Friday, September 09, 2005

California & gay marriage

It's a combination built for blog traffic. I stopped blogging at Vote for Judges a couple of months ago, but, this week especially, this post is pulling in a lot of Google visitors. (By the way, if you're interested in judicial stuff, there are 250+ posts over there that involved lots of research.)

To recap:

1. In 2000, California voters, by initiative, define marriage to be a union of one man and one woman. This was essentially an endorsement of existing state law.

2. San Francisco Mayor Gavin Newsom proceeds to issue marriage licenses to 4,000 gay couples.

3. California Supreme Court nullifies the marriages, ruling that Newsom violated state law.

4. In 2004, state district court judge rules the law unconstitutional. That's on appeal in the state courts.

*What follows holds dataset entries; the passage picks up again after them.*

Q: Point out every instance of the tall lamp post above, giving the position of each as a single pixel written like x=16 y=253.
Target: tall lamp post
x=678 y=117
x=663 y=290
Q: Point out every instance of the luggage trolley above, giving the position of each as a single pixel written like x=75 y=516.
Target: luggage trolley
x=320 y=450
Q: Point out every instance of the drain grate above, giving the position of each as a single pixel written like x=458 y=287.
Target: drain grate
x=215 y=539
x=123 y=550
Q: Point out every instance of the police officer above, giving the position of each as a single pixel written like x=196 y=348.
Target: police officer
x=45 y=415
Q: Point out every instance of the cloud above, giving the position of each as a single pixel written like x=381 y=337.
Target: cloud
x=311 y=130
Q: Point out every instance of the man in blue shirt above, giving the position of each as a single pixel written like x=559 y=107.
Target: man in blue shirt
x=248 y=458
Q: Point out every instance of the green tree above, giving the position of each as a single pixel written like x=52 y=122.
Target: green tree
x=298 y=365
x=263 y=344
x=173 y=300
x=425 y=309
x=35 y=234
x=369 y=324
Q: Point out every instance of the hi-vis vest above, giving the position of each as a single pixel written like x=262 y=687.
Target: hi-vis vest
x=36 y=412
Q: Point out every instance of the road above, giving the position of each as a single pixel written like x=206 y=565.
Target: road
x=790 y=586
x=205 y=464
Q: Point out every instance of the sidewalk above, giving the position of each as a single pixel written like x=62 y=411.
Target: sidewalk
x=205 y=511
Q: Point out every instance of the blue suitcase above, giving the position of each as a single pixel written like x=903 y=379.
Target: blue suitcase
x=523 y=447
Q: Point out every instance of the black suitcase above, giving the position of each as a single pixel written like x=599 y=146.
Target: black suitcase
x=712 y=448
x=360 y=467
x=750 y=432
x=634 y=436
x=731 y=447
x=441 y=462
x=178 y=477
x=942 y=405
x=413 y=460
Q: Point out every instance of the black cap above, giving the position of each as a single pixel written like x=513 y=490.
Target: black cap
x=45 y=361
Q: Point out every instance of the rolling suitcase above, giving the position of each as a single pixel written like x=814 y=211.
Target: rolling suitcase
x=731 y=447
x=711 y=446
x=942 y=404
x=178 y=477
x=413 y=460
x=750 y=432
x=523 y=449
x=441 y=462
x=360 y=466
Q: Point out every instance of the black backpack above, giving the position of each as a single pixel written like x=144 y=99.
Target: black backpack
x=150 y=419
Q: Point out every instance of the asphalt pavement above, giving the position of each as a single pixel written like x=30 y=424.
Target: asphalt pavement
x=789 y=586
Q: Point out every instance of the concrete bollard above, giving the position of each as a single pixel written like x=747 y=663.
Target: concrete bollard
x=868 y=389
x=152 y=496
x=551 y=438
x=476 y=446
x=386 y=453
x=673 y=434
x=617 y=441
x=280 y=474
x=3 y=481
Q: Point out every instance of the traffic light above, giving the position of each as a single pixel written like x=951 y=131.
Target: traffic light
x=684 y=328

5. For no other reason, apparently, than to embarrass Gov. Schwarzenegger, state's Democratic Legislature passes gay marriage bill it has repeatedly rejected in the past.

6. Gov. S, citing No. 1, vetoes bill.

Now it's up to the courts to figure out: Who's supreme, the Legislature or the people it serves? The way that sentence is constructed, the answer's obvious. The court may construct it otherwise.

As long as the court picks one or the other, the democratic process will be preserved. One party will be unhappy, but it will have recourse through the initiative process.

If the court picks neither and imposes its own solution, then the justices may eventually go away unhappy. They're subject to retention elections in California, and the voters there tend not to appreciate referendum nullification.